Selain itu sebuah sistem juga mampu mengatur diri sendiri
dan membuatnya terus hadir. Dalam suatu pelatihan
misalnya, terhadap 50 orang yang berdiri dilemparkan sebuah
bola volley yang harus terus diapungkan ke udara. Ke lima
puluh orang tadi bergerak dan memukul serta berlari sehingga
bola tadi tidak juga jatuh ke tanah. Mendadak sebuah bola
lagi di masukkan ke tengah mereka, maka dengan sendirinya
mereka mengatur diri sehingga ke dua bola tetap tertangani
dengan baik. Mereka mengatur diri sendiri tanpa perjanjian
terlebih dulu. Mereka menjadi suatu sistem yang menurut
von Bertallanfy, seorang pakar, mempertahankan
intergritasnya sendiri.
Dapat dicatat bahwa di dunia terdapat beberapa sistem yang
menarik diteliti. Salah satunya adalah Sistem Pengiriman Pos
sedunia. Walaupun terjadi perang atau bencana sekalipun,
sistem ini tetap tegar dan melaksanakan fungsinya. Sistem ini
juga menerobos batas etnis, kelas sosial, dan perbedaan sistem
politik. Dalam keadaan perang sekalipun, perajurit di front
terdepan masih menerima surat-surat dari keluarganya.
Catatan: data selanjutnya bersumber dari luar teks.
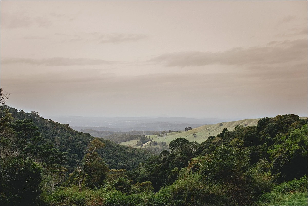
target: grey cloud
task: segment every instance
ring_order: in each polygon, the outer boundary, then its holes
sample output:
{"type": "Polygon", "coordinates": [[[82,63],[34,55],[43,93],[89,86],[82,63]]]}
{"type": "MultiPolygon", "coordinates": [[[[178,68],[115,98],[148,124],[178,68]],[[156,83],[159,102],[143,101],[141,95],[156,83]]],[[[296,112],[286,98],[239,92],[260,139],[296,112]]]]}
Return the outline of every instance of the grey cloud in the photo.
{"type": "Polygon", "coordinates": [[[77,34],[68,35],[56,33],[54,36],[62,37],[63,40],[60,42],[94,42],[98,43],[120,43],[126,42],[135,42],[148,37],[144,34],[102,34],[98,32],[79,33],[77,34]]]}
{"type": "Polygon", "coordinates": [[[289,37],[299,35],[305,35],[307,36],[308,32],[307,28],[302,27],[295,27],[290,29],[288,30],[287,32],[283,32],[275,35],[275,37],[289,37]]]}
{"type": "Polygon", "coordinates": [[[47,28],[50,26],[52,24],[51,21],[47,18],[38,17],[35,19],[36,24],[40,27],[47,28]]]}
{"type": "Polygon", "coordinates": [[[294,61],[306,62],[307,39],[272,42],[266,46],[247,49],[236,47],[224,52],[183,52],[166,53],[150,60],[168,66],[184,67],[214,64],[226,65],[267,64],[294,61]]]}
{"type": "Polygon", "coordinates": [[[57,66],[100,65],[110,64],[116,63],[116,62],[104,61],[99,59],[83,58],[71,59],[59,57],[38,60],[27,58],[2,58],[1,59],[1,64],[2,65],[22,63],[33,65],[57,66]]]}
{"type": "Polygon", "coordinates": [[[277,23],[276,26],[279,26],[282,24],[283,24],[290,22],[293,20],[295,20],[296,19],[296,17],[295,16],[288,16],[284,17],[282,19],[280,20],[277,23]]]}
{"type": "Polygon", "coordinates": [[[24,39],[44,39],[46,38],[38,36],[26,36],[22,38],[24,39]]]}
{"type": "Polygon", "coordinates": [[[296,19],[296,17],[294,16],[288,16],[282,19],[282,22],[286,23],[290,22],[296,19]]]}
{"type": "Polygon", "coordinates": [[[31,26],[33,22],[28,16],[22,15],[11,14],[1,12],[1,24],[2,27],[9,29],[26,27],[31,26]]]}
{"type": "Polygon", "coordinates": [[[99,39],[101,39],[100,43],[120,43],[125,42],[136,41],[145,39],[147,35],[143,34],[112,34],[111,35],[103,35],[99,39]]]}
Dengan demikian, seorang pemimpin yang menggunakan
pendekatan sistem berarti ia tidak tenggelam pada apa yang
kasat mata saja, baik proses maupun komponen-komponen
yang besar. Seorang yang memahami pendekatan sistem
adalah seorang yang mampu mengenali kaitan-kaitan yang
seringkali samar dan tersembunyi. Ia juga seorang yang
mengenali berbagai komponen yang ada di dalam sistemnya,
sehingga tidak mengabaikan hal yang kecil sekalipun. Lebih
lanjut lagi seorang yang mempelajari pendekatan dan kerangka
pikir sistem sebagai pemimpin akan memiliki kemampuan
sebagai berikut:
1. mampu menyadari bahwa ia memiliki
kebebasan untuk bereksperimen dengan
sistem karena tidak mungkin ia mampu
membuat kendali dan pemetaan utuh dan
menyeluruh tentang sistem
2. mampu membuat metafor, gambar, kiasan atau
model mental dari hal rumit yang ia hadapi
sehingga dapat menanganinya
3. mampu menghasilkan pemikiran yang
menggambarkan struktur dari kaitan-kaitan
antar komponen-komponen dalam sistem tadi
4. mampu membaca persepsi orang terhadap
pengaruh-pengaruh yang ada atau komponen-
komponen di atas
5. mampu mengenali tujuan dan arah gerak dari
sistem tadi
6. mampu membaca dan memahami dinamika
dari suatu proses misalnya, penundaan, proses
masukan dan gelombang perubahan (osilasi)
atau siklus
7. mampu membuat pengendalian secara terbatas
terhadap apa yang berlangsung sebagai suatu
sistem.
Dengan kata sederhana, pendekatan sistem adalah
pendekatan yang tidak cukup menggunaan logika
saja. Untuk mampu menggunakan pendekatan tadi,
seorang pemimpin membutuhkan kerendahan hati
untuk mengakui bahwa selain menggunakan nalar, ia
membutuhkan intuisi. Karena itu, seringkali, ia juga
perlu menggunakan bahasa metafor serta bahasa
artistik dalam menggambarkan kerumitan yang ada.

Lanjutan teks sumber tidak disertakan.